Likewise, conservative Christian "pro-family" arguments are increasingly common in public debates about population decline, immigration and birth rates, but they usually go uncredited as such. Too often the specters of dying "native" (read: white, Christian) cultures take the emotionalism and pitch of Christian right warnings, without mentioning that many of the people building up the threat of a demographic "time-bomb," a Western "baby bust," have seriously sectarian ulterior motives. Even those purporting to come at the issue from "our" side. There's certainly room and need for a discussion of these topics, and what they mean for all countries and populations, but for now, the conversation seems limited to the people who see Europe's population decline as one thing only: a Christian/Western culture call to arms.




Display:
Having read straussian and pnac articles and then reading the Foreign Affairs article,  it seems like Democratic military and labor specialists are taking their cues from those neo-con and straussian sources.  

I actually have a good deal of sympathy for larger familes, having come from one myself, but these writers seem to overlook the fact that the impulse to have smaller familes comes from women.  The main reason women aren't interested in having large families is that they are punished for doing so and that has generally been true in most cultures.  Without our own earned income we had no social security and at best, only informal social and financial autonomy .  There doesn't seem to be a study of what it really will take to get women participate in growing the population numbers.  

I, for one, am not willing to produce cannon fodder for military adventures and I'm not willing to contribute to a cheap, taxable labor pool; especially if it exposes me, as well as my children, to unacceptable risk. (I always find it curious that this bunch of charlatans always refer to families and never women or men, hance, removing women's economies from all conversations.)

The Right, both Republican and Democratic, is attempting to force the acceptance of their population concerns down women's throats (and other parts) so that they don't have to face any exchange of benefits for services given.  They are also setting up to encourage Americans to accept a kind of triage of elder Americans.  They can't admit the latter because then they would have to enter a discussion about giving control of death to individuals (suicide as a personal choice for the terminally ill) but triage is in the cards as insurance companies refuse to pay for treatments and courts and govenment agencies backs them.


by tikkun on Thu Jan 18, 2007 at 11:47:23 AM EST

Interesting points, Tikkun.
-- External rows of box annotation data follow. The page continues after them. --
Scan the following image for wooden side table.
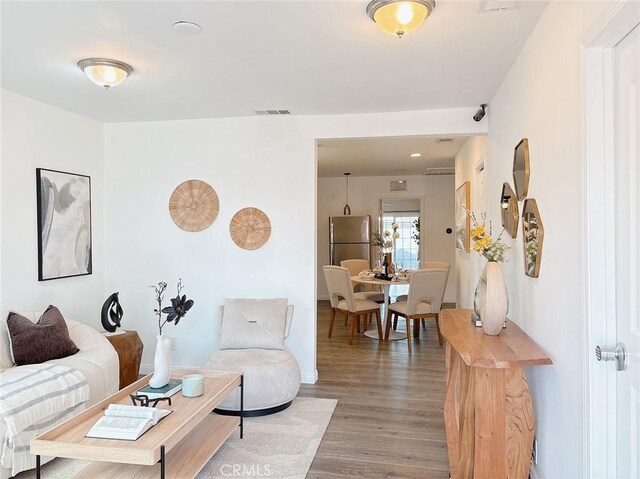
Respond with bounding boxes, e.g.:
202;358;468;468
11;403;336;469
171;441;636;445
440;309;551;479
105;331;144;389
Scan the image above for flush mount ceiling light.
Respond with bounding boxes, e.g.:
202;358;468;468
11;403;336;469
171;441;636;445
367;0;436;38
173;20;202;35
78;58;133;90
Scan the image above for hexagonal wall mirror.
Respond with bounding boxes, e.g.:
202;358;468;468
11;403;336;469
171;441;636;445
522;198;544;278
500;182;520;238
513;138;529;200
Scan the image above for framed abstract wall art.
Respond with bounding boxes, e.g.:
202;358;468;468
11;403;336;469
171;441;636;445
36;168;93;281
456;181;471;253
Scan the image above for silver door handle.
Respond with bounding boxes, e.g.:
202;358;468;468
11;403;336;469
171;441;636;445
596;343;628;371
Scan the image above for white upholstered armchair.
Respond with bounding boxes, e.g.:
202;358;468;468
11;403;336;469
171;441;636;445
203;299;300;416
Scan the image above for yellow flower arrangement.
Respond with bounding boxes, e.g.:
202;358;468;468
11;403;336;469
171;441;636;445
466;210;509;263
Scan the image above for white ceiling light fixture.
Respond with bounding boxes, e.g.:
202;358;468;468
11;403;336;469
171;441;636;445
173;20;202;35
78;58;133;90
367;0;436;38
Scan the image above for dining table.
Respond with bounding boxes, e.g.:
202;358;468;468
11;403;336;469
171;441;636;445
351;275;409;340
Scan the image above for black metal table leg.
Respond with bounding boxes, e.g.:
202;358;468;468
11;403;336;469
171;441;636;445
240;374;244;439
160;445;166;479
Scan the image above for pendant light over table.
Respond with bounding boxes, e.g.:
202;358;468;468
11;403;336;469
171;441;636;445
342;173;351;216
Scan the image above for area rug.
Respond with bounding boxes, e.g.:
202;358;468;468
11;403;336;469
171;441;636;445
16;398;338;479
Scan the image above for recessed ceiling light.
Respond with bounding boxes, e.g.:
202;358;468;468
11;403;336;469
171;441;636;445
173;20;202;35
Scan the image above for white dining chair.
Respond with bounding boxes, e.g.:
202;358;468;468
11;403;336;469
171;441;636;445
385;269;449;351
340;259;384;304
322;266;382;344
393;261;451;336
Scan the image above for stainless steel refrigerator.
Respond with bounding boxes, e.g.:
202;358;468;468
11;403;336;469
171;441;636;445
329;215;371;266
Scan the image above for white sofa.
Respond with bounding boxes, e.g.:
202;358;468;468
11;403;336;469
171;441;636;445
0;313;120;479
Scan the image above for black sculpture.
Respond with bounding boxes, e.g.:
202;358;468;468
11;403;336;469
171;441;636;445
102;293;123;333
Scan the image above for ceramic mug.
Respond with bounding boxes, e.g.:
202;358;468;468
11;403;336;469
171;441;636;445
182;374;204;398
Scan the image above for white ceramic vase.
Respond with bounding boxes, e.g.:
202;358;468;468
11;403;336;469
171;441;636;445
478;261;509;336
149;334;171;388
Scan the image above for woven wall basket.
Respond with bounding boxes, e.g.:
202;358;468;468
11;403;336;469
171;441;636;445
169;180;220;232
229;208;271;250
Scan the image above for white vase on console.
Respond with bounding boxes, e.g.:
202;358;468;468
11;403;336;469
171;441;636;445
476;261;509;336
149;334;171;388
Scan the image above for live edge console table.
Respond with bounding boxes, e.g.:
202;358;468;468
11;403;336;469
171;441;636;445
440;309;551;479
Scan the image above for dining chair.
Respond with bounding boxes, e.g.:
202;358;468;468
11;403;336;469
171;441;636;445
384;269;449;351
393;261;451;336
340;259;384;304
322;266;382;344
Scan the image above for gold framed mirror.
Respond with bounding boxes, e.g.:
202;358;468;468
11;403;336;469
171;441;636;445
500;181;520;238
522;198;544;278
513;138;530;200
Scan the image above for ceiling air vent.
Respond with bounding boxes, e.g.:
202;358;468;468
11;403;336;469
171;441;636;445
424;168;456;176
478;0;517;13
389;180;407;191
254;110;291;115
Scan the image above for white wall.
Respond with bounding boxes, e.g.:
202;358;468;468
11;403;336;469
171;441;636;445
0;90;104;322
105;108;486;382
460;2;611;478
454;136;488;308
317;176;456;302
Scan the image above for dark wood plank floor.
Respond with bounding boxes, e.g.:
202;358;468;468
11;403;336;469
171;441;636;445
300;301;449;479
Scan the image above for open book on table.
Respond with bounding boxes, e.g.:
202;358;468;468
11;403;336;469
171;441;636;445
86;404;172;441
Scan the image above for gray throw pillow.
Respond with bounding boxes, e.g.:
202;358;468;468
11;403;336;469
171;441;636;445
7;306;79;366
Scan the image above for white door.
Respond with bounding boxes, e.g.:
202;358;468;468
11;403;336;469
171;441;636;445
613;26;640;479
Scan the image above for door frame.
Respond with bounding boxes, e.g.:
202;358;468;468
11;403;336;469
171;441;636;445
580;0;640;478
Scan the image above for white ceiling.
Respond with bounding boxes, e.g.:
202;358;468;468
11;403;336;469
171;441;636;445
318;136;468;177
1;0;546;122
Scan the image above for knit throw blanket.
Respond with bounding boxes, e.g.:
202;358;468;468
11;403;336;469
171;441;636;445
0;363;89;474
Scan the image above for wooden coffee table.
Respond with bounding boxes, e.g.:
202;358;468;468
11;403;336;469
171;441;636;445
31;369;244;479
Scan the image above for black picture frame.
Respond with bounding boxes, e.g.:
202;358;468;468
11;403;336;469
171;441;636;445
36;168;93;281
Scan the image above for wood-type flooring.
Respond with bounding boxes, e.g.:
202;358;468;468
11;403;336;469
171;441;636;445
299;301;449;479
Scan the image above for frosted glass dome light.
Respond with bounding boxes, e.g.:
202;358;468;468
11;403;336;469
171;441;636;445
367;0;436;38
78;58;133;90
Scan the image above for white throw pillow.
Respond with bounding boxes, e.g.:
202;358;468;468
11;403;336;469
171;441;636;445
220;298;287;350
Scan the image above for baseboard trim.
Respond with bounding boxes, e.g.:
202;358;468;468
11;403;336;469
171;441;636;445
301;369;318;384
529;463;542;479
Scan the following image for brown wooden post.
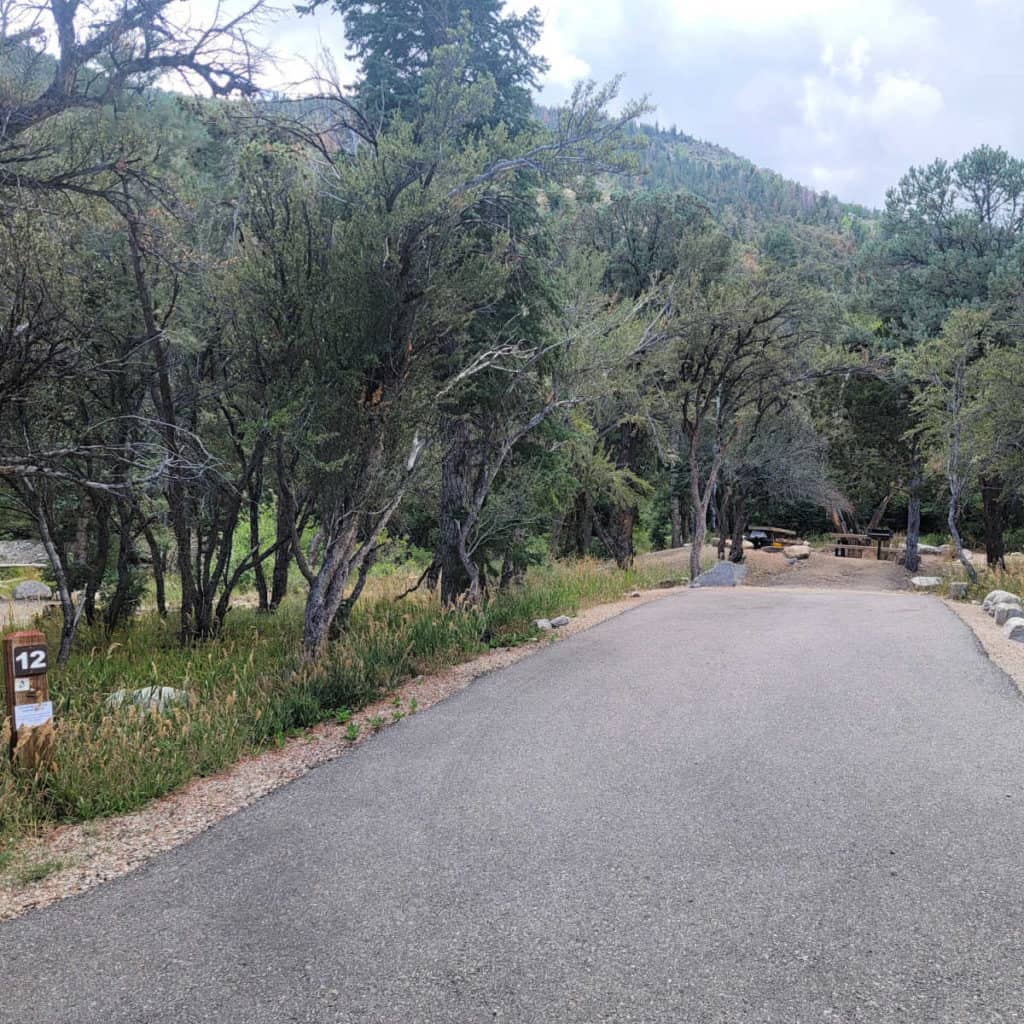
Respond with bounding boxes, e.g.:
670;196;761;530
3;630;53;767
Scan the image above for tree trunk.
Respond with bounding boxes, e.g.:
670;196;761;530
729;487;746;563
903;450;922;572
669;493;683;548
270;441;298;611
867;495;893;531
717;486;732;562
142;523;167;618
30;490;84;665
82;501;111;626
249;464;270;613
103;502;134;636
981;476;1007;568
669;427;683;548
436;417;480;607
946;489;978;583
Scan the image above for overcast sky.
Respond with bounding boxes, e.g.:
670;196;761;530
234;0;1024;206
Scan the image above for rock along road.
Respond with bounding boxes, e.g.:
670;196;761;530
0;589;1024;1024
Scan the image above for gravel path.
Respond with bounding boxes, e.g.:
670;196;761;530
0;588;1024;1024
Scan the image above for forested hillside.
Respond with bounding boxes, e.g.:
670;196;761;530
637;124;878;230
0;0;1024;839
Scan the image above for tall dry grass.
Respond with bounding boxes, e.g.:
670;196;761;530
0;561;665;851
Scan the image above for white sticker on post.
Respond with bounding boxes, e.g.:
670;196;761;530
14;700;53;729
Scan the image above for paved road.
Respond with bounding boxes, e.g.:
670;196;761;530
0;589;1024;1024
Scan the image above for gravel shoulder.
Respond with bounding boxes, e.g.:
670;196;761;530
0;587;687;921
944;599;1024;694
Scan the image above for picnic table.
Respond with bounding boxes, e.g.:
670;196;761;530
828;529;894;562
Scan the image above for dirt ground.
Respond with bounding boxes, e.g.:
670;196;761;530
0;598;57;633
637;546;948;591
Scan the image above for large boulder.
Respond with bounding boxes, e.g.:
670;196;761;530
690;562;746;587
1002;618;1024;643
14;580;53;601
981;590;1020;614
106;686;188;711
992;601;1024;626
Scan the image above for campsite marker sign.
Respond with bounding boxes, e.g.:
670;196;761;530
3;631;53;767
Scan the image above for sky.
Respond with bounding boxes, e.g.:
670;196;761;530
220;0;1024;207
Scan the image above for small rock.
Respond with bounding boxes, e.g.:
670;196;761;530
690;562;746;587
106;686;188;711
14;580;53;601
1002;618;1024;643
981;590;1018;614
992;601;1024;626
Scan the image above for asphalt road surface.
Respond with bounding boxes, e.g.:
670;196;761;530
0;589;1024;1024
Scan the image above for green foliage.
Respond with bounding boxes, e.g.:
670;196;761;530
0;562;655;837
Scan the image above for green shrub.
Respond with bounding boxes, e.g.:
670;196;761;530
0;561;664;840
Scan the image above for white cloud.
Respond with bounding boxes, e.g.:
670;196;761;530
868;72;943;124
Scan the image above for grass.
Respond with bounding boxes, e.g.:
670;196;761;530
14;860;63;886
0;561;664;845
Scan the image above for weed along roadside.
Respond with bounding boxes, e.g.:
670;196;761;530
0;562;688;920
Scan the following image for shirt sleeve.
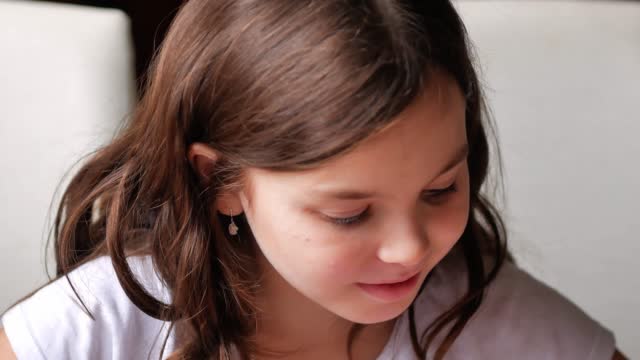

I certainly share your sympathy for the challenges of raising a larger family, and I respect it as an individual choice that parents can make together. But I'm very wary of language that begins to describe such a choice as an imperative for saving a nation or a faith, or which promotes a sort of emergency/wartime mentality that describes the bearing of such large families not as a valid choice, but as a necessary sacrifice for the good of some larger community. There usually seem to be serious secondary motives behind calls like those, as you rightly note in stating your unwillingness to provide "cannon fodder" for future war games or cheap, exploitable labor. It seems that what's common in these descriptions -- especially ironic as they're often tied to so-called "culture of life" politics -- is a vast cheapening of individual life. Hence the focus on the value of "families" over any individual rights, especially women's.

If you have any specific links to pnac or straussian articles that touch on these concerns, I'd love to read them. Thanks!